Noting that solar, hydro and wind have enormous potential for use in industrial processes, as they both offer an opportunity to offset carbon emissions and provide cheaper power, the report notes that simultaneously, electrification offers new flexibility options to better integrate large shares of variable renewables into grids.

Since procuring electricity from renewables stands as the most active area of renewables uptake in the industrial sector today, the IEA report titled Renewable Energy for Industry shows that in terms of power generation capacities additions to directly serve commercial, industrial and public consumers, the most prominent role is played by commercial-scale solar PV, which made up 10% of all new additions in the previous year.
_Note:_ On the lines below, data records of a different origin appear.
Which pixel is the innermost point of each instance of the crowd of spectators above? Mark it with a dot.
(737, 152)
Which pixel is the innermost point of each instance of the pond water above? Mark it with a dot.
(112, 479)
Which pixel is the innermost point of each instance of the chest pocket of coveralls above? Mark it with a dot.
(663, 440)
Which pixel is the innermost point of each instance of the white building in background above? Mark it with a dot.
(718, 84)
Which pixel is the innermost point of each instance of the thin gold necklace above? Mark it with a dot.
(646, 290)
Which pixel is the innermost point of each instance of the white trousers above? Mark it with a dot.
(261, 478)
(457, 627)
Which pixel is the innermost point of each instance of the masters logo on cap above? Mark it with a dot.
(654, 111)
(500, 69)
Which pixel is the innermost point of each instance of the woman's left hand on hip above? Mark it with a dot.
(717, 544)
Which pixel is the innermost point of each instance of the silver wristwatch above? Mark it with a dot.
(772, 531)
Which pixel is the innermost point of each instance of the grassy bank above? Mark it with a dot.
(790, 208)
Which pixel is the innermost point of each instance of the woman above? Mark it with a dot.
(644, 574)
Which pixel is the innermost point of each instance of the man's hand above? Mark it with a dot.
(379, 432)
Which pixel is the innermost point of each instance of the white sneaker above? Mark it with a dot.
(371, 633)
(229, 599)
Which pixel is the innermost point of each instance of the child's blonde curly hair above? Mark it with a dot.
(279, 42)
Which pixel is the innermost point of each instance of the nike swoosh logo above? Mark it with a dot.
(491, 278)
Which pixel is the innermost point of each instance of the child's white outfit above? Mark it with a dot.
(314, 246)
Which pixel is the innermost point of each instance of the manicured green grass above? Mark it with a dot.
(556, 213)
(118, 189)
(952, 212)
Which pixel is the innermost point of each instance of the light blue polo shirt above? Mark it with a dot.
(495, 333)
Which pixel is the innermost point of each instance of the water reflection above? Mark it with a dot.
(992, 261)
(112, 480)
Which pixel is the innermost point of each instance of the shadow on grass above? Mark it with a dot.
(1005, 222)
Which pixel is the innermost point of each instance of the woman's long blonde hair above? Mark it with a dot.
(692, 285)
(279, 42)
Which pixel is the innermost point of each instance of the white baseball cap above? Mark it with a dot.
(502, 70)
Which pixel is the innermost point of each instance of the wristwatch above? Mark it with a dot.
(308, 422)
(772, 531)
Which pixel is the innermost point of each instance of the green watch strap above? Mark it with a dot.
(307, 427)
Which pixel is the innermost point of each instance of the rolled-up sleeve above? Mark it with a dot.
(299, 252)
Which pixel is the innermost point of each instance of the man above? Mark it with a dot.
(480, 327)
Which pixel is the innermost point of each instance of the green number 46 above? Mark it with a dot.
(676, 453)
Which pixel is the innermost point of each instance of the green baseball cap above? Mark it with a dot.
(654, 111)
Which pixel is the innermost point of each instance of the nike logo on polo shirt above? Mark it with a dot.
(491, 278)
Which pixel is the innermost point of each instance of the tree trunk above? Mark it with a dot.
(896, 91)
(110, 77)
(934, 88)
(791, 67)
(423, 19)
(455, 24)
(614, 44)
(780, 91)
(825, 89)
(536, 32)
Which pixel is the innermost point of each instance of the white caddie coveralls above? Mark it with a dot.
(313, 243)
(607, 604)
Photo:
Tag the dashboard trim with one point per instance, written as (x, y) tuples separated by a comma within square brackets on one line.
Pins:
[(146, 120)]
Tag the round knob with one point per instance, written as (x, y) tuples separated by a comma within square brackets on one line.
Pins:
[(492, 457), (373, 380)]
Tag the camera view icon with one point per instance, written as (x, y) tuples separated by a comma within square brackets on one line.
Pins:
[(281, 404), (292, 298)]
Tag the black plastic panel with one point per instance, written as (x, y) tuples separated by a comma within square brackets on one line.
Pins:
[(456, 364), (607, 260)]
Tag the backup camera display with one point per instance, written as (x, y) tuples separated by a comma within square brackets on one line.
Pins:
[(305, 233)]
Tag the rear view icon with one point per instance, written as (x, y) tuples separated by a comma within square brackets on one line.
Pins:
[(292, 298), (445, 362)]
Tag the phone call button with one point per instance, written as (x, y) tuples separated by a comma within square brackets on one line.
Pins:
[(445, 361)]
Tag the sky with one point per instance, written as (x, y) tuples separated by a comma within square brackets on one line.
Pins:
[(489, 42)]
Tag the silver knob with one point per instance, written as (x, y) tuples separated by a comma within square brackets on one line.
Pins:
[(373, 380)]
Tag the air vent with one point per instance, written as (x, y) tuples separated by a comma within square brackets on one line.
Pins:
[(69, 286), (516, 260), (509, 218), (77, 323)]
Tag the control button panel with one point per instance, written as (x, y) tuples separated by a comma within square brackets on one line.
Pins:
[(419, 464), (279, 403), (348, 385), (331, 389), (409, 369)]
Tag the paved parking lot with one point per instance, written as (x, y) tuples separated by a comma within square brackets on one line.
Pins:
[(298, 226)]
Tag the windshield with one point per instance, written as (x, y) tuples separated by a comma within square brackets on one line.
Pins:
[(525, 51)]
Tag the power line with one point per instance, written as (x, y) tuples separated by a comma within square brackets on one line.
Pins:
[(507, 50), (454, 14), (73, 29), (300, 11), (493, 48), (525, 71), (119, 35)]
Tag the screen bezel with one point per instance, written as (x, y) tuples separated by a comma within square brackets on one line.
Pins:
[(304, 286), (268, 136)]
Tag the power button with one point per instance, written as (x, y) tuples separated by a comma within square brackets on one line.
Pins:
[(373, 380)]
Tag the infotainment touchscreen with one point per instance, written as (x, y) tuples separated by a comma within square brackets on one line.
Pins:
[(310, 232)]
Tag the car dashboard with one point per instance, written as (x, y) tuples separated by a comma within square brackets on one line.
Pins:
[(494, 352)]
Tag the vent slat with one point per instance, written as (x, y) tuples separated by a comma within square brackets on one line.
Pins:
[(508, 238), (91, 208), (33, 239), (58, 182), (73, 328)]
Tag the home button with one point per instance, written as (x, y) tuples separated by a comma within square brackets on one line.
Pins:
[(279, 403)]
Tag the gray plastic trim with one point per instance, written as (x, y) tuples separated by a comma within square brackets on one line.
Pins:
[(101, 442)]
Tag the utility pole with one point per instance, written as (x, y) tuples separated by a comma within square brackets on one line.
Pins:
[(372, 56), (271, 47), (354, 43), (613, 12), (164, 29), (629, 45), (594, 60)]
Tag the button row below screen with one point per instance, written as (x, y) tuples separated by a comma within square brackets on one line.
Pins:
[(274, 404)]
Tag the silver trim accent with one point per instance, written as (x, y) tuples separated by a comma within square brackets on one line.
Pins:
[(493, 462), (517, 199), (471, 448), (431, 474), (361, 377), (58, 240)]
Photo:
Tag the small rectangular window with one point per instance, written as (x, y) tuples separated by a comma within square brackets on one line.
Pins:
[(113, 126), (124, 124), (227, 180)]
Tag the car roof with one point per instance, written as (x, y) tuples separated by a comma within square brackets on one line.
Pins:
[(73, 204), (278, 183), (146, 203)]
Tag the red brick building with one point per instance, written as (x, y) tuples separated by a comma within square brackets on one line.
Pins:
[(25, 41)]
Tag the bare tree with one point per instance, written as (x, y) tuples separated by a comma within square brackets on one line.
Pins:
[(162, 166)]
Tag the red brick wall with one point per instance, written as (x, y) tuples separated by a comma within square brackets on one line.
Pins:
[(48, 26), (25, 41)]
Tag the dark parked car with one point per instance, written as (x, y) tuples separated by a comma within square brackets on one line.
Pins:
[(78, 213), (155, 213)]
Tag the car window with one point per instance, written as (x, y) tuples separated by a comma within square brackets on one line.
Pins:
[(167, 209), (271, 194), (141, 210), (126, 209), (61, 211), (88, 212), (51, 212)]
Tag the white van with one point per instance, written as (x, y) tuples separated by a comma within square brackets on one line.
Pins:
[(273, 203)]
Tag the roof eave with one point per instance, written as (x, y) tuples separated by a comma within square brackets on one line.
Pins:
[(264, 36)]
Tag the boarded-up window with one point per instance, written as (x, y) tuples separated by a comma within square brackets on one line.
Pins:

Pointing to the renewables procurement movement among large companies with many of them now committed to go 100% renewable, the report says that at the end of June 2017 there were 96 of them, including Lego and Microsoft which have already hit the targets, adding that in 2015 60% of renewable power procured by RE100 companies came from the purchase of renewables certificates, and another 35% through green contracts or tariffs with utilities.

In regions that are especially rich in renewables, such as Australia, the Horn of Africa, North Africa, northern Chile, southern Peru, Patagonia and South Africa, as well as several regions in China and the Midwestern United States, the IEA sees the potential for the industry sector’s switch to green as particularly high. According to it latest report, the cost of hydro, solar and wind power in these regions can fall below $ 0.03/kWh and supply an electricity load with high load factors, particularly when combined.

In its recently released Renewables 2017 report, the IEA showed that solar PV capacity grew 50% last year, faster than any other fuel, to reach 74 GW, and suggested that renewable energy can reach 1,000 GW globally by 2022.